I wrote back saying:

….. and, should that happen, would not it be the predictable and foreseeable consequence of the 36 year effort by Israeli government after Israeli government: to promote and expand Jewish settlements in the West Bank; to ignore and violate international law and United Nations resolutions; to oppress and humiliate the Palestinians while ignoring their civil rights and human rights complaints; and to frustrate, delay, stonewall and thwart fair, reasonable and just peace negotiations.

The latest statements by Dov Weisglass, Prime Minister Ariel Sharon’s senior advisor, in an interview to Haaretz, make quite clear what most of the world has known for years - the Israeli government has no intention of agreeing to the establishment of a viable Palestinian state.

"The significance of the disengagement plan is the freezing of the peace process," Weisglass, one of the initiators of the disengagement plan, said in an interview for the Friday Magazine. ….. “And when you freeze that process," Weisglass added, "you prevent the establishment of a Palestinian state, and you prevent a discussion on the refugees, the borders and Jerusalem. …..Effectively, this whole package called the Palestinian state, with all that it entails, has been removed indefinitely from our agenda. And all this with authority and permission … All with a presidential blessing and the ratification of both houses of Congress. ….. The disengagement is actually formaldehyde," he said. "It supplies the amount of formaldehyde that is necessary so there will not be a political process with the Palestinians."

For 17 years, I have usually included in my presentations and articles the following from Deuteronomy XVI 20 “Justice, Justice Shalt Thou Follow That Thou Mayest Live and Inherit the Land which the Lord Thy God Giveth Thee” and excerpts from the applicable footnoted material from the Hertz Edition including this sentence “And even as there is social justice, prescribing the duties of class to class, so there is international justice, which demands respect for the personality of each and every national group, and proclaims that no people can of right be robbed of its national life or territory, its language or spiritual heritage. “

If the Israeli government has indeed rejected the two-state solution, is there any option consistent with the Jewish principle of Justice, Justice Shalt Thou Pursue other than the one-state solution with Jews, Christians, Muslims and others all having equal rights?

Unknown said...

Yes, I posted it when it came out in the Times. It's at http://one-state.net/tarazi.html. I hope he's doing well; haven't heard a peep out of him since.

You're blog is now on my links page at http://one-state.net/links.html.
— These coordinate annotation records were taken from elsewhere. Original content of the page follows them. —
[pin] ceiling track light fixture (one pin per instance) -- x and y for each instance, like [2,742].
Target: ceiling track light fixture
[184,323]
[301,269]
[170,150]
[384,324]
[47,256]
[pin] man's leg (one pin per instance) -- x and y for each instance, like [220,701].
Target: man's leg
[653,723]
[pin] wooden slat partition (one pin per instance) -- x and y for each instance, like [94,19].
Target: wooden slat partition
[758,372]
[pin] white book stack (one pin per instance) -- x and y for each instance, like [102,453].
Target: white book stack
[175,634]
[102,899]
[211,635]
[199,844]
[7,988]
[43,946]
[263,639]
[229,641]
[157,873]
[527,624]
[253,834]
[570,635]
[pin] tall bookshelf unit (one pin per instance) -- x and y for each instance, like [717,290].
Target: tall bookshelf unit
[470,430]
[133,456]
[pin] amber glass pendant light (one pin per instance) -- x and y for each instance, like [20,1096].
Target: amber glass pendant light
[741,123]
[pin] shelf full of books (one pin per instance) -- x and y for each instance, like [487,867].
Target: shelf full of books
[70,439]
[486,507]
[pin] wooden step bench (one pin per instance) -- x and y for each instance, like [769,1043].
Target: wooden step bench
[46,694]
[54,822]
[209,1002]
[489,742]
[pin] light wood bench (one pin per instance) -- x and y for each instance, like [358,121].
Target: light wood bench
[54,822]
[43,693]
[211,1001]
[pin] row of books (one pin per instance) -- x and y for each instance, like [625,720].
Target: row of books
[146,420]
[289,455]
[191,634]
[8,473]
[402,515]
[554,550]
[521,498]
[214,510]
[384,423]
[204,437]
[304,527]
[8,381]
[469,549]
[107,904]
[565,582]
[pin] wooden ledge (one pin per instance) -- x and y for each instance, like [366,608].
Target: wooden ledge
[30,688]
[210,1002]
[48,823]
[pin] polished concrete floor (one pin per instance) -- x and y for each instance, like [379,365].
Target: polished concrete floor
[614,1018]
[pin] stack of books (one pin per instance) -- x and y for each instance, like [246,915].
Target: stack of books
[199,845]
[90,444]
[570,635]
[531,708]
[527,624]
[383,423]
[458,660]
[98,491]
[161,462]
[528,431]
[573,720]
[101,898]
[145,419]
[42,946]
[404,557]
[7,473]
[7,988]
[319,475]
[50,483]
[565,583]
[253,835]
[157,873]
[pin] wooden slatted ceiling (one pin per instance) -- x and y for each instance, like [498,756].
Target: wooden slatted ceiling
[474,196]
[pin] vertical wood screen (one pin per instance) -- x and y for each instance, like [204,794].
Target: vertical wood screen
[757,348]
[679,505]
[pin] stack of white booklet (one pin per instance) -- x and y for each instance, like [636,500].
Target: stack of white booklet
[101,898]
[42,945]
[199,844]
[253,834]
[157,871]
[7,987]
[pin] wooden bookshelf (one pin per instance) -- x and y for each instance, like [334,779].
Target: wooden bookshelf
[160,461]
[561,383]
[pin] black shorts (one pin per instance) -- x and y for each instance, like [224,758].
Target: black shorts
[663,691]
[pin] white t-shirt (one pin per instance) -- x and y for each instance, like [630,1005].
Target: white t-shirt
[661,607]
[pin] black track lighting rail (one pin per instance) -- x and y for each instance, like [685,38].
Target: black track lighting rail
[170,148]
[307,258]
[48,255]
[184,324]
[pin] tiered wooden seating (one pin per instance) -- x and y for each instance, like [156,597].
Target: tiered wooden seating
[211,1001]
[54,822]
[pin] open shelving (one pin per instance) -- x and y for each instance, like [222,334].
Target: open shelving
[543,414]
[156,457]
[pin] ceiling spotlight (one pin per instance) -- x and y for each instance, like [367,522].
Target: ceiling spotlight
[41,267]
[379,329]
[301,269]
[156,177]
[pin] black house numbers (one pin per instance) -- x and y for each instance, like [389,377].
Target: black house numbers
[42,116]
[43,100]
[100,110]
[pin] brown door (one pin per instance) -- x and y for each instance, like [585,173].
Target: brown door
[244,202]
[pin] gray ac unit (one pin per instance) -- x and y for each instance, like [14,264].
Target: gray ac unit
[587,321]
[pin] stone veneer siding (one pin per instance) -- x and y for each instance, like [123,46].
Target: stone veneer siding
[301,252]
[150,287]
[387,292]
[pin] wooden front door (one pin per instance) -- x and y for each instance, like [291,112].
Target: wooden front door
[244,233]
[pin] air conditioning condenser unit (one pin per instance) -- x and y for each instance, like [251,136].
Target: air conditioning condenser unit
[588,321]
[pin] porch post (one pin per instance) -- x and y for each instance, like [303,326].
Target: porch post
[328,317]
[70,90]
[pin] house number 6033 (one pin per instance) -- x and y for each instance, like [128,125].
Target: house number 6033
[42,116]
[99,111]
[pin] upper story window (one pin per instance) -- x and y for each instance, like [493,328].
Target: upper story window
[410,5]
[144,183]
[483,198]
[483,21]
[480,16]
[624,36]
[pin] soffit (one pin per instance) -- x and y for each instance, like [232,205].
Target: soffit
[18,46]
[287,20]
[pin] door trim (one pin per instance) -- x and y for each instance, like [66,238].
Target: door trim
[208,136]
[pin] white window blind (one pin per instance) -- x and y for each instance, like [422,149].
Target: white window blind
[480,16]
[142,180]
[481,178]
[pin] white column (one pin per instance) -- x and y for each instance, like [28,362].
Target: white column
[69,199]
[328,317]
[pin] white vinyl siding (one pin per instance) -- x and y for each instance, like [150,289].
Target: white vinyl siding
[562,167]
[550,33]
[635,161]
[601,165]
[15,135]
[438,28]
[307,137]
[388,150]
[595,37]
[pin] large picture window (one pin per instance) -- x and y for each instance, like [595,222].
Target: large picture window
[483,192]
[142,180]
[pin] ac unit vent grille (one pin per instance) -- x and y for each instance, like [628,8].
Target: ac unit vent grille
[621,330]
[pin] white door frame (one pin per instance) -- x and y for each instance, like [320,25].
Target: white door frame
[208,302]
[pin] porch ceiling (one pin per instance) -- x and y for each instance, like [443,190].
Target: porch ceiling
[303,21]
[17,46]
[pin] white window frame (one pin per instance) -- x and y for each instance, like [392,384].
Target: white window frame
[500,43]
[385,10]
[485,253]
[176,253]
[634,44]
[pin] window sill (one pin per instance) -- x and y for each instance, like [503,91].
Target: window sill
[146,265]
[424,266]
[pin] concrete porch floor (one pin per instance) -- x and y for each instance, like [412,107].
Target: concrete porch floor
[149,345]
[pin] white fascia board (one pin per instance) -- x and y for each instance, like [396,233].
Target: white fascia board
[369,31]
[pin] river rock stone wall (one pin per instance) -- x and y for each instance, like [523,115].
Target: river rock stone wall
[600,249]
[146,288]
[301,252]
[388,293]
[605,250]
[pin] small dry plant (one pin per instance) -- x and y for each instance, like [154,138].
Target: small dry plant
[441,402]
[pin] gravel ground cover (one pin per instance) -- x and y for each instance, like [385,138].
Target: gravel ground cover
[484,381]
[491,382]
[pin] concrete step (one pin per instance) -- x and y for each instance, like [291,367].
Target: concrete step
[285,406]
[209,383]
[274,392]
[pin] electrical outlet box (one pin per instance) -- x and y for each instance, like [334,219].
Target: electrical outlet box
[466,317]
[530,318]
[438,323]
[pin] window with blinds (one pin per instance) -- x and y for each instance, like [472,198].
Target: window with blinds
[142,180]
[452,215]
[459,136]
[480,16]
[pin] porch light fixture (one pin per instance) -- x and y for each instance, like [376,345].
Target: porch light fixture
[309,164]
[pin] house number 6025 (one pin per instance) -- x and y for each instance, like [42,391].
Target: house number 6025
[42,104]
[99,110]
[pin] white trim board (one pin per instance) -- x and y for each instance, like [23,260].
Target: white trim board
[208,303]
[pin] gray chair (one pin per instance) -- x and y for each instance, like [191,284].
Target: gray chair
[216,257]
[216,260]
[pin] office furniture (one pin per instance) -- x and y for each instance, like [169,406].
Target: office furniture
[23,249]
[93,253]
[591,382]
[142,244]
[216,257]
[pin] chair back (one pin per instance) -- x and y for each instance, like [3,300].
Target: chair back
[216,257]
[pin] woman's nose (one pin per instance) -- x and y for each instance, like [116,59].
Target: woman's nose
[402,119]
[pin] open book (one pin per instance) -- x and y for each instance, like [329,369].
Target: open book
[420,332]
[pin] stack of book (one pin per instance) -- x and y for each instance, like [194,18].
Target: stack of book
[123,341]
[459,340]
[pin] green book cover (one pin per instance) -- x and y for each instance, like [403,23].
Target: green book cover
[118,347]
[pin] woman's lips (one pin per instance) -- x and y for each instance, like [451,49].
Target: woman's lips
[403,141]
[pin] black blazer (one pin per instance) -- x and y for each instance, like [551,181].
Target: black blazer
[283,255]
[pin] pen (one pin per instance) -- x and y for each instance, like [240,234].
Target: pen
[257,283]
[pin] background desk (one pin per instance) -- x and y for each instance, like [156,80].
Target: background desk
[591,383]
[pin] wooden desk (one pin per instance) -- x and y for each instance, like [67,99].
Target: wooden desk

Since you're in Boston, you should know that Dan Burnstein is thinking about starting a local one state solution group there, and I'm strongly encouraging him to do that. It's kind of a hotbed of such activity, as I'm sure you know, and if you like I'll send some contacts I have there that you may not be aware of.

Roger

npro said...

Its a small world. I am a long-time friend of Ron Fox - and we have worked together on various small law-related projects - such as trying to make Harvard Law School more progressive. Roger and I are more recent buddies trying to make the ONe State group more active. Do we see a pattern here?